Les progressions de l’apprentissage sont basées sur la cognition. Elles ne sont pas des progressions du contenu ou des séquences d’enseignement qui décrivent une séquence ordonnée d’idées scientifiques développées par des experts à partir desquelles des unités curriculaires sont construites.

Les progressions d’apprentissage basées sur la cognition sont élaborées à partir de données empiriques sur la maturation du raisonnement des élèves au fil du temps.




Une carte routière de la pensée des élèves


En regroupant la diversité des idées des élèves sur un sujet dans un seul cadre, les progressions d’apprentissage servent de carte routière de la pensée des élèves. Elles commencent par les idées initiales des élèves sur un sujet et se terminent par leurs idées scientifiques mûres au niveau le plus élevé de la progression d’apprentissage.

Les niveaux intermédiaires représentent des points de repère clés ou des défis/réussites conceptuels que les élèves peuvent rencontrer alors qu’ils travaillent vers la destination du niveau le plus élevé. Les élèves peuvent emprunter différents itinéraires vers le niveau le plus élevé de la progression et ne pas expérimenter toutes les idées décrites dans les différents niveaux. 

Les progressions d’apprentissage abordent l’apprentissage des élèves d’un point de vue à la fois scientifique et développemental :

  • Elles sont scientifiques, car elles se concentrent sur les concepts fondamentaux de la science que les experts ont identifiés comme ayant un large pouvoir explicatif dans de multiples contextes. 
  • Elles sont développementales, car elles décrivent ce que les élèves pensent et font réellement lorsqu’ils progressent vers la maîtrise de ces concepts scientifiques.

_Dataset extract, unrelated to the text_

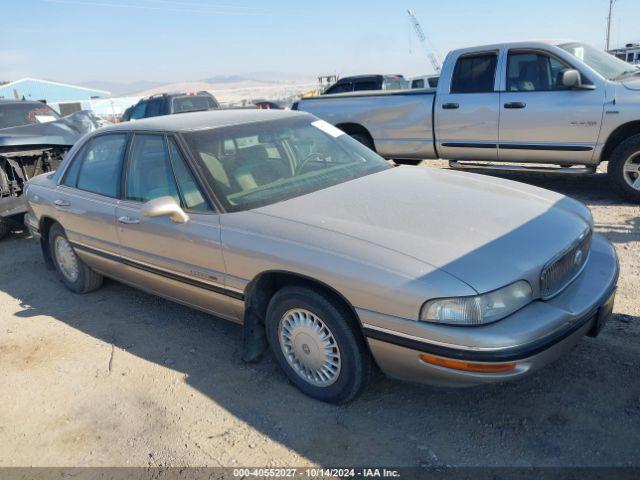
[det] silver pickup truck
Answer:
[293,41,640,202]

Les progressions d’apprentissage présentent cinq caractéristiques fondamentales : 

  1. Elles caractérisent la réflexion des élèves sur les grandes idées de la science. 
  2. Elles décrivent la façon dont les élèves raisonnent lorsqu’ils sont engagés dans des pratiques scientifiques. 
  3. Elles guident l’élaboration d’objectifs d’apprentissage liés à la réflexion des élèves. 
  4. Elles caractérisent l’étendue des idées des élèves sur une idée centrale de la science. 
  5. Elles sont reliées à un ensemble connexe d’instruments d’évaluation qui ciblent les performances clés et suivent l’apprentissage des élèves. 




Déduire les intentions d’apprentissage des progressions d’apprentissage


Les enseignants peuvent utiliser la nature de la carte routière des progressions d’apprentissage pour guider leurs pratiques pédagogiques de manière à ce qu’elles soient fondées sur les preuves de la pensée des élèves. 

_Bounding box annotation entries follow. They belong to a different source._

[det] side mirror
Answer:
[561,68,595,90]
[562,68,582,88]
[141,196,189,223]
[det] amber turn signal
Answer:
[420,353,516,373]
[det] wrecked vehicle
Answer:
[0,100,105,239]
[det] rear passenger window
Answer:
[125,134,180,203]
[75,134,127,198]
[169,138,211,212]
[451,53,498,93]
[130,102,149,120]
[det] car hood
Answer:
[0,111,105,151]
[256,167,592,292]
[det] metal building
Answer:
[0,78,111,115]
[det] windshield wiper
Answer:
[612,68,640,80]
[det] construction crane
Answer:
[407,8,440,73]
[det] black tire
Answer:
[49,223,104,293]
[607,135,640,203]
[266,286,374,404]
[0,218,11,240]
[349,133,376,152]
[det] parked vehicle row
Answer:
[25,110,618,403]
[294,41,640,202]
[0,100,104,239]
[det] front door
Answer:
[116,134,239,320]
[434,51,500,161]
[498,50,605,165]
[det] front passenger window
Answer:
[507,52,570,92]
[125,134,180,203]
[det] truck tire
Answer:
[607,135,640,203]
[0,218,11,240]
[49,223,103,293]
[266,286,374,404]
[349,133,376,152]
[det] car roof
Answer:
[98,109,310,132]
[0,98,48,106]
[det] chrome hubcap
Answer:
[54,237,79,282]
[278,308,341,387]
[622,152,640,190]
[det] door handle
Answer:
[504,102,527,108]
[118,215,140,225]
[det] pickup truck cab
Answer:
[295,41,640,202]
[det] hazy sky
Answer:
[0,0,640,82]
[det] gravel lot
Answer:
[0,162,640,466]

Une fois les progressions d’apprentissage développées, il est alors possible de sélectionner des points particuliers le long du voyage d’apprentissage en tant qu’intentions d’apprentissage. 

Le plus souvent, les intentions d’apprentissage se rapportent à ce qu’un enseignant peut couvrir dans une période d’enseignement particulière, comme une leçon ou une unité de travail. Il est aussi parfois utile de définir les intentions d’apprentissage comme ce que David Perkins appelle les connaissances problématiques (Perkins, 1999).

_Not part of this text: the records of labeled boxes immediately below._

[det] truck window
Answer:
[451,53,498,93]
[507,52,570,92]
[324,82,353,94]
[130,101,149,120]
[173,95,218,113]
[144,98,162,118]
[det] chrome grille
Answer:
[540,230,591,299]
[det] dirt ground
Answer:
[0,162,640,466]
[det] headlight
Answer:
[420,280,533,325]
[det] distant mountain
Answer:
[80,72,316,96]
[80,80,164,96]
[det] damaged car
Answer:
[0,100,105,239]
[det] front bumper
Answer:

L’idée importante ici est que si nous savons qu’il y a des choses particulières qui sont difficiles pour les élèves, alors nous devons découvrir s’ils les comprennent et les mettre en évidence.




Bibliographie


Wiliam, Dylan ; Leahy, Siobhan., Embedding Formative Assessment, 2015, Learning Sciences International

Popham, W. & Keller, Tom & Moulding, Brett & Pellegrino, James & Sandifer, Paul. (2005). Instructionally Supportive Accountability Tests in Science: A Viable Assessment Option?. Measurement: Interdisciplinary Research and Perspectives. 3. 121–179. 10.1207/s15366359mea0303_1. 

Wynne Harlen, Principles and Big Ideas of Science Education, 2010, https://www.ase.org.uk/bigideas

Corcoran, Tom & Mosher, Frederic & Rogat, Aaron. (2009). Learning Progressions in Science: An Evidence-Based Approach to Reform. CPRE Research Report # RR-63. Consortium for Policy Research in Education.

Perkins, D. (1999). The many faces of constructivism. Educational Leadership, 57(3), 6–11.

Scott, Emily & Wenderoth, Mary & Doherty, Jennifer. (2019). Learning Progressions: An Empirically Grounded, Learner-Centered Framework to Guide Biology Instruction. CBE life sciences education. 18. es5. 10.1187/cbe.19-03-0059.